Wo Vielfalt selbstverständlich war: Ein Herzensprojekt geht nach fünf Jahren zu Ende
30. März 2026

Ein ganz normaler Nachmittag in der Seelenschaukel

In der vergangenen Woche zeigte sich in der Seelenschaukel einmal mehr, dass feste Rituale, Struktur und Verlässlichkeit zwar wichtig sind sich aber auch verändern und „umziehen“ dürfen
Und dass daraus etwas ganz Wunderschönes entstehen kann. Obwohl die täglichen Rituale mit den Gefühlsmonstern und Kuschelgefühlen ein fester Bestandteil des Nachmittags sind und den Kindern helfen, ihre Emotionen wahrzunehmen, einzuordnen miteinander ins Gespräch zu kommen, entwickelte sich diesmal eine ganz besondere Dynamik. Der gewohnte Kreis fand nicht im Gruppenraum statt, sondern wurde in den Entspannungsrau verlegt. Dort begannen die Kinder mit den flexiblen Sofamodulen (Funzy) eigene Räume für ihre Gefühle zu gestalten. Mit großer Klarheit und Selbstverständlichkeit entschieden sie, wie die einzelnen Bereiche angeordnet sein sollten, welche Lichtstimmung passend ist und welches Kuschelgefühl jeweils „einziehen“ durfte. So entstanden individuelle Orte für Freude, Wut, Traurigkeit und Angst Anschließend tauchten die Kinder aktiv in diese Gefühlsräume ein.

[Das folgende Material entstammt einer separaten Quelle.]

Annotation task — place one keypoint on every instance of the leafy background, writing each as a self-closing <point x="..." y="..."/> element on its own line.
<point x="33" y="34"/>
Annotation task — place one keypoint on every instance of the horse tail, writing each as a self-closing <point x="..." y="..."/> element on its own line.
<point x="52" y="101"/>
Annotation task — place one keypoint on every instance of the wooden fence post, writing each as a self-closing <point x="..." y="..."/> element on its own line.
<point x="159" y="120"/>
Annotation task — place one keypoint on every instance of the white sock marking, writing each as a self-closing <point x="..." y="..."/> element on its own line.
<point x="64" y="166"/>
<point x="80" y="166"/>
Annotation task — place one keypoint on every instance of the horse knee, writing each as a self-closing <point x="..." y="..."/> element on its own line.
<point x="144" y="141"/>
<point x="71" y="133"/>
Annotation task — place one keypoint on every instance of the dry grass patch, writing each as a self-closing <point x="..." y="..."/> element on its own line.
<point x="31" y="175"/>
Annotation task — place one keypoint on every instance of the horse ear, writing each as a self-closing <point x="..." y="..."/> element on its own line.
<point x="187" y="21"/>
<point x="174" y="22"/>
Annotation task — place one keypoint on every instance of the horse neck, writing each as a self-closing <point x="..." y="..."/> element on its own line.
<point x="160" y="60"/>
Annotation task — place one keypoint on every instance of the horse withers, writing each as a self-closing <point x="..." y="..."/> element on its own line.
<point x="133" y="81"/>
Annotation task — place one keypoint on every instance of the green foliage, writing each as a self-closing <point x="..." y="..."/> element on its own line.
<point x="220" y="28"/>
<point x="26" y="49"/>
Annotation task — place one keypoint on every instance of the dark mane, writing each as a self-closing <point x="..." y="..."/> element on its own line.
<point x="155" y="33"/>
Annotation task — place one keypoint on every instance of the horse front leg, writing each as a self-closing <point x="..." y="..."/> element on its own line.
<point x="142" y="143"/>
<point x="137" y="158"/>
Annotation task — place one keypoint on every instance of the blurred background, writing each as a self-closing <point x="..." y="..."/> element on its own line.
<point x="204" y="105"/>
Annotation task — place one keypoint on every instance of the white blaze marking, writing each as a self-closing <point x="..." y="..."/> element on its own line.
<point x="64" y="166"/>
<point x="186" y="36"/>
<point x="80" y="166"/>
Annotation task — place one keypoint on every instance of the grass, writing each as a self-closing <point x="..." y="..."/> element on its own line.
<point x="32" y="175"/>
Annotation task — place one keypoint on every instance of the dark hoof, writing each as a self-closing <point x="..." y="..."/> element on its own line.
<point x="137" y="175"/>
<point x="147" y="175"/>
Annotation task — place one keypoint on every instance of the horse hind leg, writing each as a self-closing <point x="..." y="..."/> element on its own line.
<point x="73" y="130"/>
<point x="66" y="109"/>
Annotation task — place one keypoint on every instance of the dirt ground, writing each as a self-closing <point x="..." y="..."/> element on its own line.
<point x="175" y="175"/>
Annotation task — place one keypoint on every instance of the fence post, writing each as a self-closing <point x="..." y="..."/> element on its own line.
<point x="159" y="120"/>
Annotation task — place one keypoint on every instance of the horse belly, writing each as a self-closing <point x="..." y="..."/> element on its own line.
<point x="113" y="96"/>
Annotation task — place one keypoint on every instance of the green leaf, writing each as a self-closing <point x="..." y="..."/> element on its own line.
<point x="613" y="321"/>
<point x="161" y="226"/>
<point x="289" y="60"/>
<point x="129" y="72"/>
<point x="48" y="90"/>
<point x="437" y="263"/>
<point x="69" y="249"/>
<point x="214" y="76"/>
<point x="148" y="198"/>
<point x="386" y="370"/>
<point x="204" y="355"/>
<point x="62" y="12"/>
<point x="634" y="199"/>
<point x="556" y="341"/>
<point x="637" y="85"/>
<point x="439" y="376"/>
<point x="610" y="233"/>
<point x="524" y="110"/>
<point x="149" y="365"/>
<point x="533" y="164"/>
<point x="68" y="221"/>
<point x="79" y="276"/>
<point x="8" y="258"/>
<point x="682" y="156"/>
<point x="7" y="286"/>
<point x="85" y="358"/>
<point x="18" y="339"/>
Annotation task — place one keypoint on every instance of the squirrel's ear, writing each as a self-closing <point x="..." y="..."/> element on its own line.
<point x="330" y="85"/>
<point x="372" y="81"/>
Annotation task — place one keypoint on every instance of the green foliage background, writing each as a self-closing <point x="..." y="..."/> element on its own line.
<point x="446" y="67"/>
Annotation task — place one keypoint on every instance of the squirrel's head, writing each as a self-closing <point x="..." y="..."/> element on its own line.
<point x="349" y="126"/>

Sie erinnerten sich daran, wann sie Angst gespürt hatten, wann Traurigkeit oder Wut besonders präsent waren und wie sich Momente der Freude anfühlen. Dabei erlebten sie ihre Emotionen sehr bewusst und intensiv. Die Zeit verging wie im Flug, und am Ende wollten viele Kinder den Raum kaum verlassen. Schnell wurde deutlich, wie groß ihr Wunsch ist, diese Erfahrung in den kommenden Wochen zu wiederholen. Kinder geben ihren Gefühlen meist ganz selbstverständlich Raum. Sie hinterfragen nicht, ob sie ihren Emotionen vertrauen können sie tun es einfach. Gefühle sind für sie ein verlässliche innerer Kompass, der sie in ihren sozialen Beziehungen leitet. Sie zeigen eine große Vielfalt an Emotionen, die für uns Erwachsene mitunter herausfordernd sein kann Bei den Kindern der Seelenschaukel jedoch ist dieser innere Kompass durch frühe Erfahrungen wie Krieg, Flucht oder andere traumatische Erlebnisse teilweise aus dem Gleichgewicht geraten Gefühle sind für sie nicht immer so verlässlich, wie sie es ursprünglich waren. Gerade deshalb ist die tägliche Arbeit mit den Gefühlsmonstern und Kuschelgefühlen (Juniek Verlag) so bedeutsam. Sie gibt den Kindern einen geschützten Raum, in dem sie ihre Emotionen wahrnehmen, ausdrücken und über alles sprechen können, und in dem sie Schritt für Schritt wieder Vertrauen in ihren eigenen inneren Kompass entwickeln dürfen.